The core extraction logic uses brace-counting to find where each method starts and ends:

Python
def extract_method_source(source_code, method_node, lines):
    start_line = method_node.position.line - 1
    brace_count = 0
    started = False
    end_line = start_line
    for i in range(start_line, len(lines)):
        for char in lines[i]:
            if char == '{':
                brace_count += 1
                started = True
            elif char == '}':
                brace_count -= 1
        if started and brace_count == 0:
            end_line = i
            break
    return '\n'.join(lines[start_line:end_line + 1])

Tokenization: From Code to Tokens

Tokenization breaks down raw source code into smaller units (tokens) that can be analyzed separately. For code, this means converting raw source into a structured sequence of keywords, identifiers, operators, and literals.

Lexer-Based vs. BPE Tokenization

Lexer-based tokenization is language-aware — it knows Java keywords, operators, and types. It produces whole identifiers as single tokens (e.g., getMaxValue → 1 token). This is great for analysis but creates a fixed, language-specific vocabulary.

BPE (Byte Pair Encoding) is language-agnostic — it learns frequent character sequences from training data and builds a vocabulary of 32K–100K subword tokens. It splits identifiers into common subwords (e.g., getMaxValue[get, Max, Value]). This handles any vocabulary, including unseen identifiers and mixed languages.

Abstract Syntax Trees (ASTs) offer a third perspective — capturing the hierarchical structure of code rather than a flat sequence. ASTs are used for code understanding tasks, semantic analysis, and tree-based neural models.

Each extracted method is tokenized into space-separated tokens using javalang’s lexer:

Python
def tokenize_method(source_code):
    tokens = list(tokenize(source_code))
    token_values = [token.value for token in tokens]
    return ' '.join(token_values)
Modern LLMs use BPE because it handles any vocabulary — including unseen identifiers, mixed languages, and natural language comments — with a fixed-size token dictionary. No out-of-vocabulary problem.

Abstract Syntax Trees

Lexer-based tokenization and BPE both produce flat sequences of tokens — they treat code as a linear stream, much like reading a sentence word by word. But code has a deeper, hierarchical structure that flat sequences discard. An Abstract Syntax Tree (AST) captures this structure explicitly, representing code as a tree where each node corresponds to a syntactic construct (declaration, expression, statement) and edges represent containment relationships.

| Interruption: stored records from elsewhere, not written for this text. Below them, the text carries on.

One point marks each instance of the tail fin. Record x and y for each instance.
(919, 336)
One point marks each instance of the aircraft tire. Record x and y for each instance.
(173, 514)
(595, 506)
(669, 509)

Consider this simple Java method:

Java
public int add(int a, int b) {
    return a + b;
}

Its AST looks like this:

AST
MethodDeclaration (name="add", returnType="int")
├── Modifier: public
├── FormalParameter (name="a", type="int")
├── FormalParameter (name="b", type="int")
└── BlockStatement
    └── ReturnStatement
        └── BinaryExpression (operator="+")
            ├── NameExpr: a
            └── NameExpr: b

Why ASTs Matter for Code Mining

Structure over Surface

ASTs capture the syntactic structure of code, not its surface tokens. Two methods with different variable names but identical logic produce different token sequences but structurally similar ASTs.

Code Understanding

Tasks like clone detection, bug finding, and code classification benefit from structural representations that reveal what code does rather than how it looks.

Tree-Based Neural Models

Architectures like Tree-LSTM and code2seq operate directly on AST nodes, learning to compose meaning bottom-up from leaves to root — mirroring how compilers process code.

Parsing Tools

Libraries like JavaParser (Java), tree-sitter (multi-language), and Python’s built-in ast module make AST extraction straightforward at scale.

Flat vs. hierarchical. A flat token sequence like [public, int, add, (, int, a, ...] loses the information that a + b is the return expression, not just two identifiers near a plus sign. The AST preserves this nesting explicitly. This distinction becomes increasingly important in later modules on code embeddings and transformer architectures.

Deduplication

Duplicate code inflates datasets and causes data leakage — if the same function appears in both training and test sets, the model appears to generalize but is actually recalling memorized examples. Studies show 10–30% of GitHub code is duplicated.

Exact Duplicates: SHA-256 Hashing

Compute a hash for each file or method. Identical hashes mean identical content. Fast, simple, and catches the same file copied across multiple repos.

Near-Duplicates: MinHash + LSH

Jaccard similarity on token sets measures overlap. For scalability, use MinHash + Locality-Sensitive Hashing (LSH) to find near-duplicates across millions of files without expensive pairwise comparison.

These two snippets are near-duplicates — same logic, renamed variables:

Version A

  • public int calculateSum(int x, int y) {
  •   int result = x + y;
  •   return result;
  • }

Version B

  • public int addNumbers(int a, int b) {
  •   int sum = a + b;
  •   return sum;
  • }

An exact hash check would miss this pair entirely. MinHash + LSH catches them because their token sets overlap significantly.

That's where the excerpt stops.